Posted 17 July 2006 - 01:20 PM
Hard-core filmmakers say "Digital will never replace film because it would never LOOK as good as 35mm film even with special lenses, filters and 24 frame rate..They believe it's worth the extra cost."
Then the digital filmmakers say that "technology makes it easier to make films. It's more affordable, very high quality image, easier for editing/special effects (no need to transfer back and forth) and there is no need to worry about the common annoyances of actual film (ex: light leakage on the film, loading problems, snip testing)."
I've been contemplating this for a while now..hey, I aspire to become a cinematographer. When I first started film school, I wanted to get into the "old school" filmmaking. Now, I'm thinking that digital might be better for me. I still study film cameras on my own. Don't get me wrong, I love film. But, I believe sooner or later digital will take over..even though many hardcore filmmakers will do all they can to resist change.
Honestly, what do you think about this issue? I'd like to hear it from a professional cinematographer. Thanks! -Natalie
Posted 17 July 2006 - 01:23 PM
Posted 17 July 2006 - 02:24 PM
Posted 17 July 2006 - 02:57 PM
I want to shoot with a format that isn't going to hearken feelings similar to what people who watch silent films today feel.
I don't think that there is anything inherently wrong with being from a certain period of time. EVERYTHING is going to seem dated in 100 years...time keeps ticking. Our "modern" movies will appeal to the average cinema goer about as much as movies from the fifties appeal to teenagers. Nothing against movies from the fifties, I'm just saying that nothing stays relevent forever, so embrace whatever medium you have readily available and make stories about your place in time. Besides, are you watching the news lately? I don't know that there will be anyone left to watch them (aliens?).
Posted 17 July 2006 - 04:22 PM
I believe sooner or later digital will take over...
Even though many hardcore filmmakers will do all they can to resist change.
You're probably right...
But for the near future both formats will be very relevant.
For the next 20 years at least film will be as popular as digital cinematography.
So it behooves you to know how to be compentent in both formats.
But besides that it's also important to study both...
Because the future of digital cameras lies with film.
More and more digital cameras are being designed from film cameras
Cameras like the Genesis, the Viper, or the D20 and some other prototype cameras
Are being built to resemble film cameras...they have similar ergonomics...
They use film lenses & behave a bit like film...they have same film depth of field, ect...
So if you're familiar with film cameras the crossover will not be so great.
If you're looking to speacialize in only one format you might be seriously limiting yourself.

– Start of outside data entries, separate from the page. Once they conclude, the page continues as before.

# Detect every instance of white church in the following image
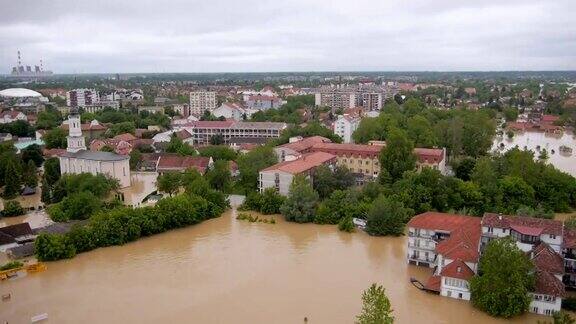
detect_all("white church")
[59,111,130,188]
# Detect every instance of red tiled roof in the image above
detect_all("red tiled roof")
[482,213,562,236]
[440,260,474,280]
[262,152,336,174]
[190,120,234,128]
[530,242,564,274]
[424,276,442,292]
[176,129,192,140]
[113,133,137,142]
[562,227,576,249]
[408,212,479,232]
[534,271,565,297]
[279,136,331,153]
[42,149,66,157]
[311,143,382,158]
[60,123,108,132]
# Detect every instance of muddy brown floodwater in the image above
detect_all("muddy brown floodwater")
[0,199,547,324]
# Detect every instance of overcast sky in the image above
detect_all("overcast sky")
[0,0,576,73]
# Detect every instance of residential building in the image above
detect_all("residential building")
[59,110,130,188]
[481,213,563,253]
[140,153,214,174]
[174,104,190,118]
[314,89,356,111]
[179,120,288,144]
[212,102,250,121]
[334,115,361,143]
[359,92,384,111]
[407,212,576,316]
[259,152,336,196]
[66,89,100,107]
[190,91,216,116]
[246,94,285,110]
[0,110,28,124]
[274,136,331,162]
[82,100,120,113]
[60,119,108,140]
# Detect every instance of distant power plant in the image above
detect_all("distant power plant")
[11,51,53,77]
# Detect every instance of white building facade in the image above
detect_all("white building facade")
[190,91,216,115]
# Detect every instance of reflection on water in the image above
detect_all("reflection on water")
[492,132,576,176]
[0,206,545,324]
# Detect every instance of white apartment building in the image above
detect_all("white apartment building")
[174,120,288,144]
[334,115,361,143]
[314,89,356,110]
[190,91,216,115]
[66,89,100,107]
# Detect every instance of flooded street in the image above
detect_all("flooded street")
[0,199,545,324]
[492,131,576,176]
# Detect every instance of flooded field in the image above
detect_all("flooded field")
[492,132,576,176]
[0,199,546,324]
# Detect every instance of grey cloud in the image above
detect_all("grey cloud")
[0,0,576,73]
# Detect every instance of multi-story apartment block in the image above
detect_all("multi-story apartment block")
[258,152,336,196]
[179,120,288,144]
[334,115,360,143]
[190,91,216,116]
[314,89,356,111]
[359,92,384,111]
[66,89,100,107]
[407,212,576,315]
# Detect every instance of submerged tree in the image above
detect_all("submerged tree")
[470,238,534,318]
[356,283,394,324]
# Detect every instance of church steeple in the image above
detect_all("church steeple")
[66,109,86,153]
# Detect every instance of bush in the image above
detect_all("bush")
[2,200,24,217]
[0,261,24,271]
[338,216,354,233]
[36,189,228,261]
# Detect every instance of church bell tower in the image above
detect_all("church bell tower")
[66,109,86,153]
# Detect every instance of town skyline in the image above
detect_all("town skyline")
[0,0,576,74]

Like John said a competent film program will teach you how to use both.
Posted 18 July 2006 - 10:36 AM
1. What is "The Future of Filmmaking"?
2. What is the best way of making "Films for Future Audiences" today?
"Increasingly digital" is one answer. "Film still rules" is the other.

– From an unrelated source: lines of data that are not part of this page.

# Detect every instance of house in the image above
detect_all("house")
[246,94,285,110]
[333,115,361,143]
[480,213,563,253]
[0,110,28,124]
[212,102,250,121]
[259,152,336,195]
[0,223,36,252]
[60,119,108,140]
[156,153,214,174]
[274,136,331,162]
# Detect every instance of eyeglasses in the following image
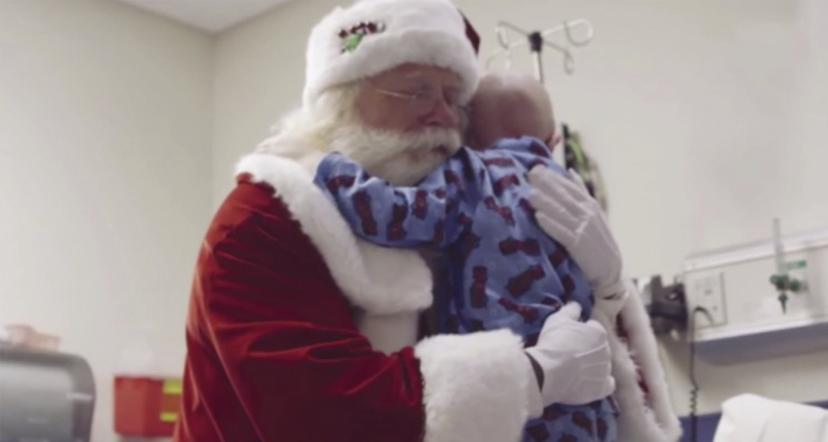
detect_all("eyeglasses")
[372,86,468,115]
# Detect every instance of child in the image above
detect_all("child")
[315,76,616,441]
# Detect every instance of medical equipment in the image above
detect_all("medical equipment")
[0,343,95,442]
[486,19,595,83]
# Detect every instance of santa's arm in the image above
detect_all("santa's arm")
[314,153,473,247]
[194,174,536,442]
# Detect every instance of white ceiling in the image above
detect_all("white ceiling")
[121,0,290,33]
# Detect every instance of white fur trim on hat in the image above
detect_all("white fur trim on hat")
[303,0,480,106]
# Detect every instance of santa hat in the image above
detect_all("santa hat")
[303,0,479,106]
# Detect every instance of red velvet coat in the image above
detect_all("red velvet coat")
[175,154,533,442]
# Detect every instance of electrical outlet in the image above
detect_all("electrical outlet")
[689,273,727,328]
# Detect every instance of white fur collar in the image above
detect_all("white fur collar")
[236,153,432,314]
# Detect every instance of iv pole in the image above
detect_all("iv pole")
[486,19,595,83]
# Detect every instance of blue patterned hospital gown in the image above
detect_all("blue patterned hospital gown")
[315,137,618,442]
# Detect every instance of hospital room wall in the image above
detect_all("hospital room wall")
[0,0,213,441]
[213,0,828,414]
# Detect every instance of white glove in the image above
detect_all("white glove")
[526,303,615,405]
[529,166,624,298]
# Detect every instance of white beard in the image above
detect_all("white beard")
[329,123,461,186]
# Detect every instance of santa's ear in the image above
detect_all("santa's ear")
[544,133,561,152]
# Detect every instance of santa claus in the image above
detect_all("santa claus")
[175,0,674,442]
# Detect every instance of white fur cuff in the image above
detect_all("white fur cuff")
[415,330,535,442]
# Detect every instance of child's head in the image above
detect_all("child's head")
[468,73,555,149]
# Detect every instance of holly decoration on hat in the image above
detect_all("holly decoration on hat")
[339,22,385,53]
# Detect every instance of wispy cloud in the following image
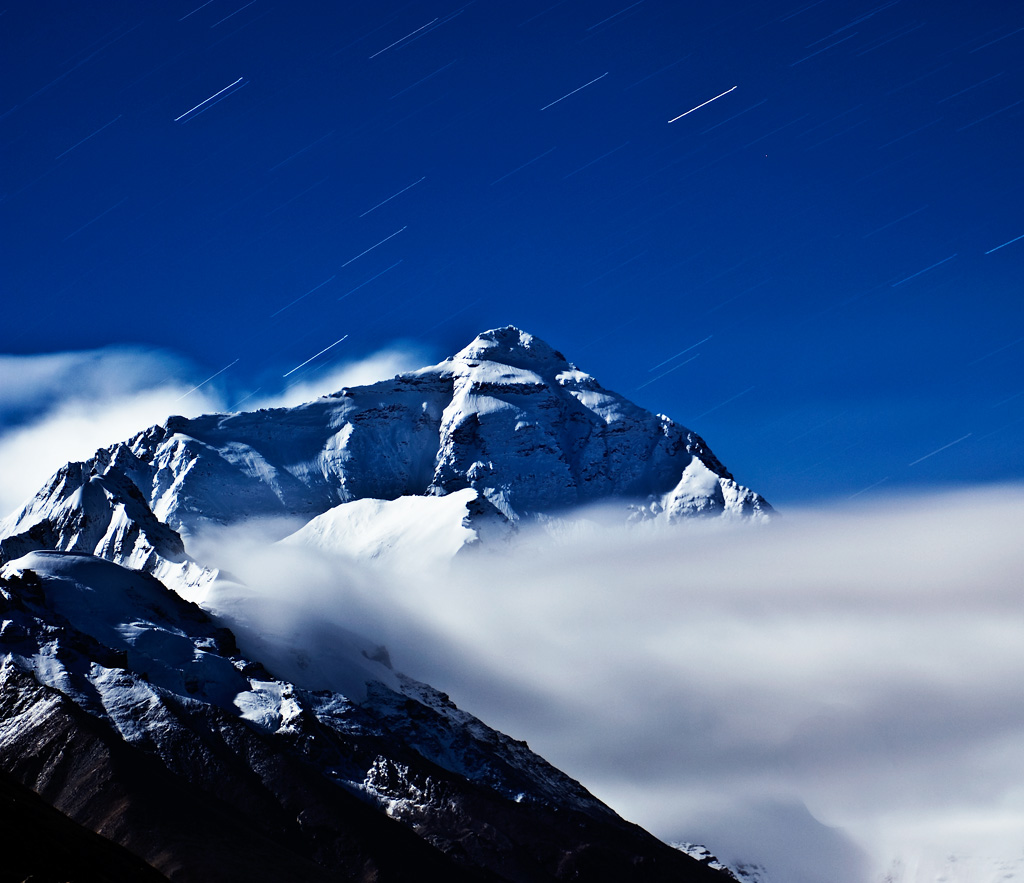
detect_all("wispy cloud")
[190,488,1024,883]
[0,344,425,517]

Film has a proven track record of supporting future presentation and display formats. When Sony uses clips from "The Music Man" (35mm film, 1962) and "The Sound of Music" (65mm film, 1965) to show the capabilities of their latest 4K SXRD digital projector, that tells you something about film being "futureproof".
Posted 18 July 2006 - 11:31 AM
in stills photography maybe digital will overcome but not in the movies. it will depend purely on the project and on the look of the film. believe me i can picture a cinematographer in 2078 choosing to shoot on film for a feature about frank sinatra and another one opting for digital for a sci fi with aliens in it
its all in the story
Posted 18 July 2006 - 11:56 AM
Posted 18 July 2006 - 12:19 PM
Posted 18 July 2006 - 02:36 PM
what is the future of this forum, with this, an endlessly pointless and repetetive topic...
Maybe, but thats because on this particular issue the pressures of the outside world are at odds with the world of cinematography/production.
The outside world is obsessed with change and the next new technology.
The world of film production is obsessed with reliability and quality.
Slightly inexperienced Producers/Directors/Executives think 'Why shoot film when digital is cheaper?'
Slighty more experienced DPs/Producers/Executives/Directors think film still achieves the necessary quality and style for the majority of situations for an acceptable price.
The UK Film Council only funds digitaly originated short films:
Young UK filmmakers roam the streets for more credit cards to max, for their film originated projects...'Sigh'
Posted 18 July 2006 - 08:55 PM
My penny's worth. (Or two cents, if you swing that way).